Pat Metheny: What's It All About(2011, Nonesuch)
01. The Sound of Silence (Paul Simon)
02. Cherish (Terry Kirkman)
03. Alfie (Burt Bacharach & Hal David)
04. Pipeline (Bob Spickard & Brian Carman)
05. Garota de Ipanema (Antonio Carlos Jobim & Vinicius de Moraes)

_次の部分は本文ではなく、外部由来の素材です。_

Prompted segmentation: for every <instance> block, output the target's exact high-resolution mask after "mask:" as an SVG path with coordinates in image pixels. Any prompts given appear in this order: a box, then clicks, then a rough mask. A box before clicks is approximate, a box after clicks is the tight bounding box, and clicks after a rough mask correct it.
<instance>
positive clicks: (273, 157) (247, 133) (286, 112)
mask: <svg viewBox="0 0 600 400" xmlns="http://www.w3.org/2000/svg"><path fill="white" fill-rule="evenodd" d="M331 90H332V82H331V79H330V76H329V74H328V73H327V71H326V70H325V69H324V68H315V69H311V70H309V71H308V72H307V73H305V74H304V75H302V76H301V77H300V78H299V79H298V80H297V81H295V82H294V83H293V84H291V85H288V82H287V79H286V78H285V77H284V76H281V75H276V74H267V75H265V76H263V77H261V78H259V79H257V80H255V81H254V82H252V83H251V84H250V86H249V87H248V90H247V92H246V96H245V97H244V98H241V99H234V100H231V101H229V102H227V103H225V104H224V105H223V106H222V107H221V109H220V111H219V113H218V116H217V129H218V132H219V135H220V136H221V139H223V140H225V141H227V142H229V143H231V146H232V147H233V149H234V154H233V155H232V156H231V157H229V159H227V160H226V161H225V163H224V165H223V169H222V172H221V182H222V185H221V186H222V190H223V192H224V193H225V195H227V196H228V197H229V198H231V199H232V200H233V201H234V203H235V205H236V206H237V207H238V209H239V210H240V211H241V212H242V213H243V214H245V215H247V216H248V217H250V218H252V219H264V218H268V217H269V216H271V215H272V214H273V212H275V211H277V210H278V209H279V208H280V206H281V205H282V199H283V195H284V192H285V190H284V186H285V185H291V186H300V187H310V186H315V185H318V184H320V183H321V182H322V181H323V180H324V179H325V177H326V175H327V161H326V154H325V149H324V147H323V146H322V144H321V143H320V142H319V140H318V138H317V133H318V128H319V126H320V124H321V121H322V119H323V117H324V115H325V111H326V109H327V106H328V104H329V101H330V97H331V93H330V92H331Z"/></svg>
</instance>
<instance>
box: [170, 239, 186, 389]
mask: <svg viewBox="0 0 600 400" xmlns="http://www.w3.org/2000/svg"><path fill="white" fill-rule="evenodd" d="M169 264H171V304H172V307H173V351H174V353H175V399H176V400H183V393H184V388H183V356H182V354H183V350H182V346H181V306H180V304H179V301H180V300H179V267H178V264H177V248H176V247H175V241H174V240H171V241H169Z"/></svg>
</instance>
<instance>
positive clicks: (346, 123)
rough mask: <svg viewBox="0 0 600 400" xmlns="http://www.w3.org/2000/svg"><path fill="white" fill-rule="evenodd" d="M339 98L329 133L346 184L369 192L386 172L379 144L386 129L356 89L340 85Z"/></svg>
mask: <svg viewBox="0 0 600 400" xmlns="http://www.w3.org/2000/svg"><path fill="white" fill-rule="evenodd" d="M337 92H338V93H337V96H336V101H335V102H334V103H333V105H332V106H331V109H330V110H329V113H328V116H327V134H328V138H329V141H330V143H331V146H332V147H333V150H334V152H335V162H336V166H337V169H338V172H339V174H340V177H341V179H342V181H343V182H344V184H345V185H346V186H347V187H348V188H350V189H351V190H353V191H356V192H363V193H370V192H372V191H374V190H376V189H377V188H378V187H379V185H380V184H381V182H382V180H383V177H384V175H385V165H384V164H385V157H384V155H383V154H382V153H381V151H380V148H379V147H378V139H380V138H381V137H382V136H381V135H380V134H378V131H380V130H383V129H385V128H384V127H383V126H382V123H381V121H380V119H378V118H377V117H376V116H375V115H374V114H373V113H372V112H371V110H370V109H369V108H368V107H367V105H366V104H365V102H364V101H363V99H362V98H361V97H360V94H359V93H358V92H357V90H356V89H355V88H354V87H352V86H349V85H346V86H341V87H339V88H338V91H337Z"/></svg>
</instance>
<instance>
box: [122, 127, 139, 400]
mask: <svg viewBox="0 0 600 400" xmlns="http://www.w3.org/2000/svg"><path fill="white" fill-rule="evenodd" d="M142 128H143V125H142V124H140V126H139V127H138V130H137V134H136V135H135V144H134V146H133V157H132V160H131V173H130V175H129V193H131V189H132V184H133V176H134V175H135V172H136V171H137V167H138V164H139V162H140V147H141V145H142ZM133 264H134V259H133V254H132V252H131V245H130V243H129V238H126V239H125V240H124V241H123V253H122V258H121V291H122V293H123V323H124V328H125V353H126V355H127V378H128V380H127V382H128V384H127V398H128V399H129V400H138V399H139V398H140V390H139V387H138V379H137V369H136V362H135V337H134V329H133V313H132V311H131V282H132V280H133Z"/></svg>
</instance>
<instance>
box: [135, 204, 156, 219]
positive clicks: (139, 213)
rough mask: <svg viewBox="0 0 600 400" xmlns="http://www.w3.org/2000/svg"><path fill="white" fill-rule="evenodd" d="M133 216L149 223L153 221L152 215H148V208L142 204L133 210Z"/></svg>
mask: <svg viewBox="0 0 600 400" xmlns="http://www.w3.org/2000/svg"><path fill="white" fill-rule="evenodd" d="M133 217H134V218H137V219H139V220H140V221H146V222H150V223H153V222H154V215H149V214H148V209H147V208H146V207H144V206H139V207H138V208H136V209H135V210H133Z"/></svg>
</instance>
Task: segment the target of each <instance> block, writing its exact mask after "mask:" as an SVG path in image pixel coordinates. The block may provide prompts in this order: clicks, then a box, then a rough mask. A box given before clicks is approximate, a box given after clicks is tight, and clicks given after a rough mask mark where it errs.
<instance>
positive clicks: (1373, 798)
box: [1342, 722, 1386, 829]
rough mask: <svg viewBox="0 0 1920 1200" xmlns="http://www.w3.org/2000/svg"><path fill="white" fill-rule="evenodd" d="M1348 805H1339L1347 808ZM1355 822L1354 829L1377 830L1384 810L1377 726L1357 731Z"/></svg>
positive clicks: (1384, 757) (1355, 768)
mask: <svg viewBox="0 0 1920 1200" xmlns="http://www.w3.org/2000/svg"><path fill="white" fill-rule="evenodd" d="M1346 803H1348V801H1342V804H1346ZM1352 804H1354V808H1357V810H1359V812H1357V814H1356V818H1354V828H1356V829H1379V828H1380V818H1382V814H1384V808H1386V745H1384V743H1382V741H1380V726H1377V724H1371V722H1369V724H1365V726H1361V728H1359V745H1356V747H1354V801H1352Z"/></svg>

06. Rainy Days and Mondays (Roger S. Nichols & Paul H. Williams)
07. That’s the Way I’ve Always Heard It Should Be (Carly Simon & Jacob Brackman)
08. Slow Hot Wind (Henry Mancini & Normal Gimbel)
09. Betcha by Golly, Wow (Thomas Bell & Linda Creed)
10. And I Love Her (John Lennon & Paul McCartney)
Pat Metheny(g)
少し荒れ模様だった週末から、やっと少しだけ落ち着いた日々を過ごせるようになってきた。先週はなんとなく月だ惑星だと、空を見上げて浮かれたような気分だったのだけど、今週は足元を見つめる気分で走ることに精を出している。気温も乱高下しながらも、その包絡線は着実に低下しつつあり、ようやく秋の気分になってきた。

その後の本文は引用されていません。